PENOLAKAN JENAZAH COVID-19 DAN MEMUDARNYA NILAI KEMANUSIAAN


Melihat adanya penolakan jenazah korban coivd-19 untuk dikuburkan di beberapa daerah di tanah air, menyiratkan bahwa rasa kemanusiaan di sebagian warga kita kian memudar. Padahal dalam hukum agama, proses menyelenggarakan jenazah hingga dikuburkan hukumnya adalah fardhu kifayah. Yang berarti hal itu adalah sebuah kewajiban yang harus dilakukan oleh sebagian muslim untuk menggugurkan kewajiban muslim lainnya. Karena jika tidak ada muslim yang melaksanakan kewajiban tersebut, maka seluruh muslim akan menanggung akibatnya. Tetapi disini di negara yang beragama dan mempercayai adanya Tuhan Yang Maha Esa justru ada sebagian dari kita yang menghalangi proses penguburan jenazah dengan alasan bahwa jenazah tersebut adalah jenazah covid-19 yang berpotensi menyebarkan virus di daerah tersebut. Apakah mungkin jenazah covid-19 bisa menyebarkan virus termasuk yang paling dekat adalah jenazah di sampingnya. Ataukah itu hanya asumsi dan ketakutan yang berlebih-lebihan karena kurangnya pengetahuan.

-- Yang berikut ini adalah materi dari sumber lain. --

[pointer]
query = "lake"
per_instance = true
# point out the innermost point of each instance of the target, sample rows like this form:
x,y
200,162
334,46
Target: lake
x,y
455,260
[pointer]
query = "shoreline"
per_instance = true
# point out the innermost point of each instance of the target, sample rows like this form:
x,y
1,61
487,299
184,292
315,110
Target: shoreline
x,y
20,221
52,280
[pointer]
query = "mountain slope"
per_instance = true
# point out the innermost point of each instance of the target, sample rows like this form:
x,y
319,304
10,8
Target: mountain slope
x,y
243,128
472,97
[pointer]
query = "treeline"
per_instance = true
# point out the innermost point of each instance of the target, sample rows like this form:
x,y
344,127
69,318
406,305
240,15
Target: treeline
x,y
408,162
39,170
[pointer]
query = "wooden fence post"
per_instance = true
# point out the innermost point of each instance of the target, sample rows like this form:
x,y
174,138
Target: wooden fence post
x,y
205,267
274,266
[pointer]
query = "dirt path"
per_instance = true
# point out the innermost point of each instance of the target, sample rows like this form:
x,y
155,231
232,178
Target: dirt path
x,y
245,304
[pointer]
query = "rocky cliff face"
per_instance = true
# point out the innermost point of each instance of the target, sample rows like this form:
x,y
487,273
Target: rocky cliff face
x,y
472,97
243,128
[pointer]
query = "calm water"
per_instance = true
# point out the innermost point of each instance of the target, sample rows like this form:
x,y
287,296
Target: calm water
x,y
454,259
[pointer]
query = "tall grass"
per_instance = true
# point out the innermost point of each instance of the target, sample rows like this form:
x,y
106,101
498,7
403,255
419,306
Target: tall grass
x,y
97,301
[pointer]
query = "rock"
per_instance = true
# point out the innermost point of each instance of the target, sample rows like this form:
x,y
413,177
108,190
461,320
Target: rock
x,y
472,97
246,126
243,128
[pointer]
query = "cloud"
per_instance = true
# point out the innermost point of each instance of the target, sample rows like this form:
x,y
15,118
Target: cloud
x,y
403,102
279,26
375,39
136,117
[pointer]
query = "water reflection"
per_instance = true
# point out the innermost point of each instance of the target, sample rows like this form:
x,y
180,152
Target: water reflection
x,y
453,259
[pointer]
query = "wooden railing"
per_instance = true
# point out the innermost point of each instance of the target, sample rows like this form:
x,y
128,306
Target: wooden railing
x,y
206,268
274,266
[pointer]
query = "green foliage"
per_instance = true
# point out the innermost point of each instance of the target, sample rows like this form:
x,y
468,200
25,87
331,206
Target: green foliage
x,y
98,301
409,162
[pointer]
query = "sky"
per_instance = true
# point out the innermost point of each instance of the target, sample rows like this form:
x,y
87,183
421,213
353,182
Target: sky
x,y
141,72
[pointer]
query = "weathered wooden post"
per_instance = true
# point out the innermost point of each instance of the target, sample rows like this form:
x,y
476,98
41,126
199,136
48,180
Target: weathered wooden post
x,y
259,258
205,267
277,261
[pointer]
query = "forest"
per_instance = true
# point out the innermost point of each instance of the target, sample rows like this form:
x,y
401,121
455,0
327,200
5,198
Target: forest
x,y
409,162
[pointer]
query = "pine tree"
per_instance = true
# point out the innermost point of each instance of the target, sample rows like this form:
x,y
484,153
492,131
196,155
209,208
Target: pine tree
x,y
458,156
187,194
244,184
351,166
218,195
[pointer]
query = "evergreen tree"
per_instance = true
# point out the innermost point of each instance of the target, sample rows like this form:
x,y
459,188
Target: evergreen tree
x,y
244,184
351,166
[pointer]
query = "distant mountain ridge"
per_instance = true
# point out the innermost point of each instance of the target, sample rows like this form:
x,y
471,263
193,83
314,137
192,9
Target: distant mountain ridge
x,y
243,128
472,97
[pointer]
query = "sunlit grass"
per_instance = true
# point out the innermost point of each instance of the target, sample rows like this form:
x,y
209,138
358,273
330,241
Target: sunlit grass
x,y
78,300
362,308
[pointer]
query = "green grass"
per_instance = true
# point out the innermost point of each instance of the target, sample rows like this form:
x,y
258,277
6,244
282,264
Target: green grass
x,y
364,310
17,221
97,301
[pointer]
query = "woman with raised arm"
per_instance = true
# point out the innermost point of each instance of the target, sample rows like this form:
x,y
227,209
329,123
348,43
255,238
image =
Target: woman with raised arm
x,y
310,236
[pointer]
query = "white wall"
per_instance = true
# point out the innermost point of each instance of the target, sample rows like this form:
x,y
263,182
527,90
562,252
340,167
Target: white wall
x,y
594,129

Agama dan akal (pengetahuan) adalah hal yang harus berjalan beriringan. Kita butuh akal untuk memahami kebenaran suatu agama maupun ajaran. Dan akal kita membutuhkan agama sebagai pedoman hidup. Di kejadian penolakan penguburan jenazah covid-19, saya melihat jika mereka yang menolak bahkan tidak menggunakan agama maupun akalnya. Di hukum agama seperti yang dijelaskan di paragraf awal bahwa hukum menyelenggarakan jenazah hingga dikuburkan adalah wajib bagi sebagian umat islam untuk menggugurkan kewajiban umat islam lainnya. Dan ketika ada yang menolak bahkan menghalang-halangi proses penguburan ini maka tentu ada konsekunsi dari perbuatan mereka. Saya tidak tahu apakah mereka paham atau tidak bagaimana hukum menyelenggarakan jenazah hingga dikuburkan, tetapi penolakan ini semakin menunjukkan bahwa seseorang yang beragama bisa saja akhlaknya lebih buruk daripada yang tidak beragama. Agama yang secara etimologi berasal dari kata “a” berarti tidak dan “gama” berarti kacau sehingga agama dimaksudkan berarti tidak kacau, justru yang terjadi sebaliknya. Mereka yang beragama membuat kekacuan karena menghalangi proses penguburan jenazah. Bahkan penolakan seperti itu akan sangat sulit kita jumpai di Negara mayoritas penduduknya tidak beragama.

Selanjutnya mereka yang menolak jenazah covid-19 ini menunjukkan jika beberapa masyarakat indonesia banyak yang melakukan tindakan lebih mengedepankan emosional ketimbang rasional. Alasan penolakan dikarenakan ketakutan virus itu menular terbantahkan secara medis. Artinya mereka yang menolak lebih banyak berasumsi tanpa ilmu yang mumpuni. Jenazah korban covid-19 sudah diselenggarakan dengan aman dan sesuai tuntunan agama. Mayat jenazah ini sudah aman karena diberi bahan kimia untuk menghentikan penularan virus. Selain itu mayat ini sudah dilapisi plastik dan kantong jenazah serta peti yang setiap lapisannya dilakukan dekontaminasi sehingga tidak akan membuat virus itu keluar untuk menulari benda di sekitarnya termasuk terhadap mayat lain di sampingnya. Sehingga alasan untuk menolak jenazah covid-19 untuk dikuburkan tidak lebih dari asumsi dan ketidaktahuan saja.

Terakhir yang saya ingin sampaikan, marilah kita semua untuk tidak melakukan penolakan penguburan jenazah covid-19. Tidak ada alasan yang kuat untuk menolak karena ini merupakan kewajiban dan perintah agama. Selain itu proses penyelenggaraannya mulai dari mengafani, menyolati, hingga menguburkan sudah sesuai dengan tuntunan agama dan standar kesehatan penguburan jenazah yang meninggal karena virus. Sehingga jangan lagi ada ketakutan yang berlebih-lebihan. Andaikan saja jika yang meninggal adalah keluarga anda, apakah anda mau kejadian seperti itu menimpanya. Tentu jawabannya tidak karena ini bukanlah sifat manusia beragama, ini bahkan tidak lebih baik daripada binatang kanibal.